При встрече эти юные авторы теперь окликали друг друга
коротким, многозначительным словом «брат». Здравствуй, брат, до свидания, брат,
мы расстаемся ненадолго, нам радостно вместе и холодно врозь. Еще пытаясь
сберечь традицию, клялись пустынником Серапионом, но, между тем, тяготились
келейностью, тянулись к тем, кто чувствует сходно. Все эти юные однодумцы, держась друг за друга, и дерзко и празднично
готовились к жизни в литературе.
Годы двух войн, разломов, разрывов, выпавших в двадцатом
столетии невероятной русской судьбе, и обновили и преобразили литературную
среду. Отныне писательское одиночество утратило былую сакральность.
Новые труженики пера доверчиво потянулись друг к другу. Здравствуй, брат, как
пишется, брат?
Если б нашелся тогда оракул, который бы предсказал им, как
круто со временем разойдутся их судьбы, они бы весело посмеялись.
5
Но Зощенко и в ту звонкую пору счастливо обретенного
братства, не признаваясь себе самому, чувствовал собственную отдельность.
Не оттого, что ему были чужды и безразличны новые спутники, —
так был задуман, так скроен, так сшит.
С детства, когда даже нет подозрений, что живописный весенний
космос, который подарен тебе с рожденья, может однажды предстать враждебным,
зоркий, задумчивый олененок перемещался сам по себе. Он редко что упускал из
вида и чутко различал голоса. Он замечал оттенки цвета, слышал мелодию
интонации. Бросалась в глаза любая клякса, фальшивая нота резала слух.
Отец однажды грустно вздохнул: боюсь, что трудно тебе
придется.
Он не ответил, сам это знал. И жизнь, не мешкая, подтвердила
это недоброе предчувствие.
Двадцатый век еще не распробовал безусый четырнадцатый свой
год, когда его подростковую пору обрушила потерявшая разум, вооружившаяся
Европа.
И человеку, вчера лишь вступившему в лучшие дни своего
цветенья, отныне предстояло пройти годы, вместившие в себя две истребительные
войны, братоубийство, гибель сословий.
На смену им пришла победившая и неразгаданная утопия.

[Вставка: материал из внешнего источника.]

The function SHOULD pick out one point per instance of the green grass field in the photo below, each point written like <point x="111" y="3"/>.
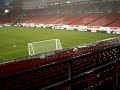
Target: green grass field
<point x="21" y="36"/>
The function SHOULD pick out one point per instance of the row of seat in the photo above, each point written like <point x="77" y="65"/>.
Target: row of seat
<point x="52" y="75"/>
<point x="111" y="20"/>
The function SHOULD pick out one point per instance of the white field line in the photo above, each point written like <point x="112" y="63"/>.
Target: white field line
<point x="3" y="58"/>
<point x="14" y="51"/>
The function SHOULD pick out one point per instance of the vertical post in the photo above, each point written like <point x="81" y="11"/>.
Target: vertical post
<point x="70" y="75"/>
<point x="117" y="59"/>
<point x="1" y="85"/>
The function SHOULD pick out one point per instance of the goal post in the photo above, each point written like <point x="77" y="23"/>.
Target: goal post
<point x="45" y="46"/>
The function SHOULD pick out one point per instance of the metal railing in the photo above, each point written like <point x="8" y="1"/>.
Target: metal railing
<point x="70" y="69"/>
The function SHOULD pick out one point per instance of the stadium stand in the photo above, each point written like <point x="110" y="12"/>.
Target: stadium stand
<point x="98" y="69"/>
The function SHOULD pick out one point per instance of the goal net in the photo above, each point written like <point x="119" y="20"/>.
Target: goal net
<point x="45" y="46"/>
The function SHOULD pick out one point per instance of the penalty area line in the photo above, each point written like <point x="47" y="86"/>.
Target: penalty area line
<point x="3" y="58"/>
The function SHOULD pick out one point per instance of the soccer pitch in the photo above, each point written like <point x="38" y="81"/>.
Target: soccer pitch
<point x="14" y="40"/>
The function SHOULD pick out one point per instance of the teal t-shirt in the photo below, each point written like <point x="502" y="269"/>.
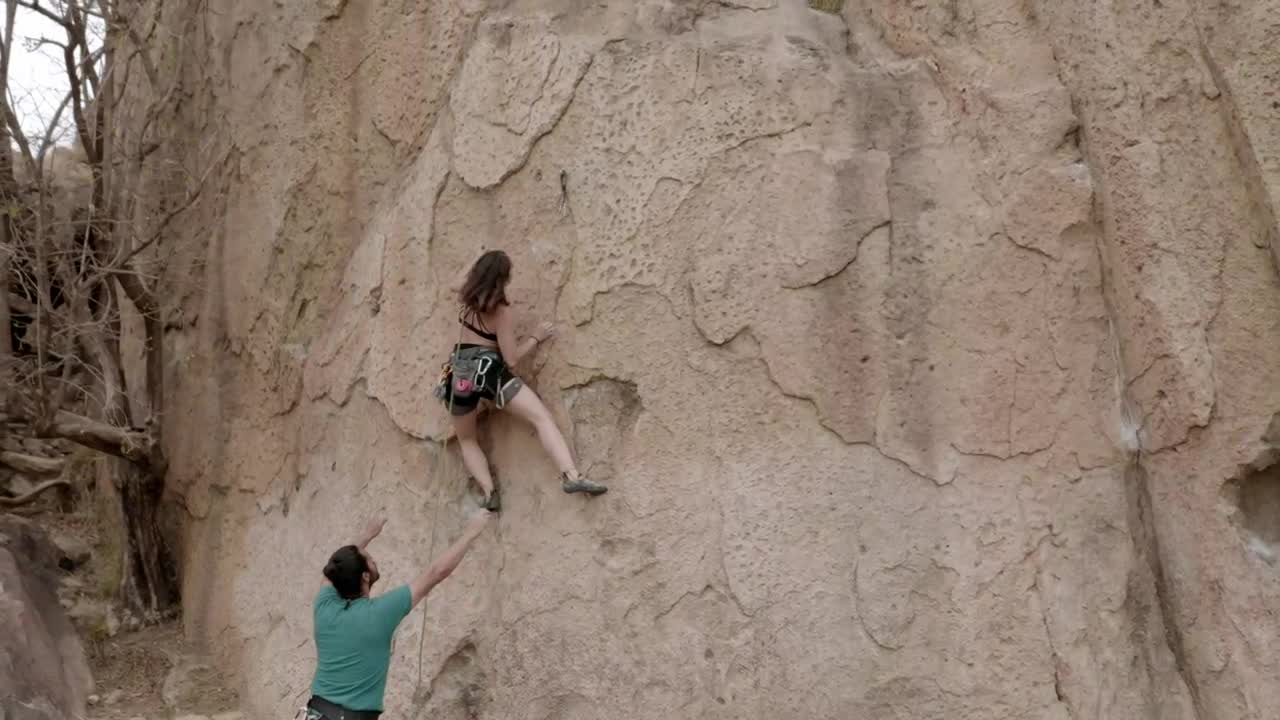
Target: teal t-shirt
<point x="353" y="646"/>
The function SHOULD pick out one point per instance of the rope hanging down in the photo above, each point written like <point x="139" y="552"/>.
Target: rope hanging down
<point x="435" y="523"/>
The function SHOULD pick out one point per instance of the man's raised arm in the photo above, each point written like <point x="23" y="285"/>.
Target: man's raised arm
<point x="444" y="564"/>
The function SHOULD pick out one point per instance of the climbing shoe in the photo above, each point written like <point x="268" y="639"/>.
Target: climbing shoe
<point x="581" y="484"/>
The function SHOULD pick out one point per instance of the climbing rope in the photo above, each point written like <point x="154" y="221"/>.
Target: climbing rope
<point x="442" y="459"/>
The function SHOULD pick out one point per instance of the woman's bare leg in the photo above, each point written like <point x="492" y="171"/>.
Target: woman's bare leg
<point x="528" y="406"/>
<point x="472" y="458"/>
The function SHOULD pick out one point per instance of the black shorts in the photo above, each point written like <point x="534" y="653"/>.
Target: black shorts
<point x="497" y="382"/>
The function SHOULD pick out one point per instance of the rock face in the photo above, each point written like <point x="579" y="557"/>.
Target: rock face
<point x="44" y="674"/>
<point x="929" y="350"/>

В этой
неведомой цивилизации теперь ему предстояло жить.
Он вглядывался в преобразившееся, загадочное лицо своей родины
и вслушивался в новый язык, которым вдруг она заговорила, он должен был понять
и прочувствовать эту неистовую разноголосицу, познать ее и сделать своею, чтоб
быть услышанным самому.
Все надо было осмыслить заново. Корабль, на котором он плыл,
дал течь, раскололся, ушел на дно. Он вышел на разоренный берег, увидел не
слишком понятных людей. У них были малознакомые лица, вокруг звучала совсем
другая, новая непривычная речь.
Необходимо было освоить ее особость, странность и чужесть, ее усеченность, ее причудливые,
пугающие аббревиатуры. Медленно, заново привыкал к неведомо как уцелевшему
городу и к новым, хлынувшим в него людям.
Ему объясняли, что это и есть родной, освобожденный народ, но
он неохотно произносил такое обязывающее слово. Предпочитал говорить
«население».
Он полагал, что врастет в этот мир. Он был еще достаточно
молод, надеялся на всесилие юмора. Он знал, что ему присущ этот странный и
примиряющий с жизнью дар, хотя не вполне еще разобрался в своей разновидности
этого дара.
Но верил, что если есть исцеление от тайной печали, свившей
гнездо в его неспокойной тревожной душе, то это юмор, один лишь юмор, его
колдовская целебная мощь. Только б понять самого себя, причину опасной своей
уязвимо-сти, своей непонятной незащищенности. Когда он поймет ее, он,
безусловно, сумеет с ней справиться, приручить ее, избавиться от этого чудища,
с которым нельзя ни жить, ни дышать. Он знал, что оно уже погубило многих
достойных и славных людей, родственных по духу и сути.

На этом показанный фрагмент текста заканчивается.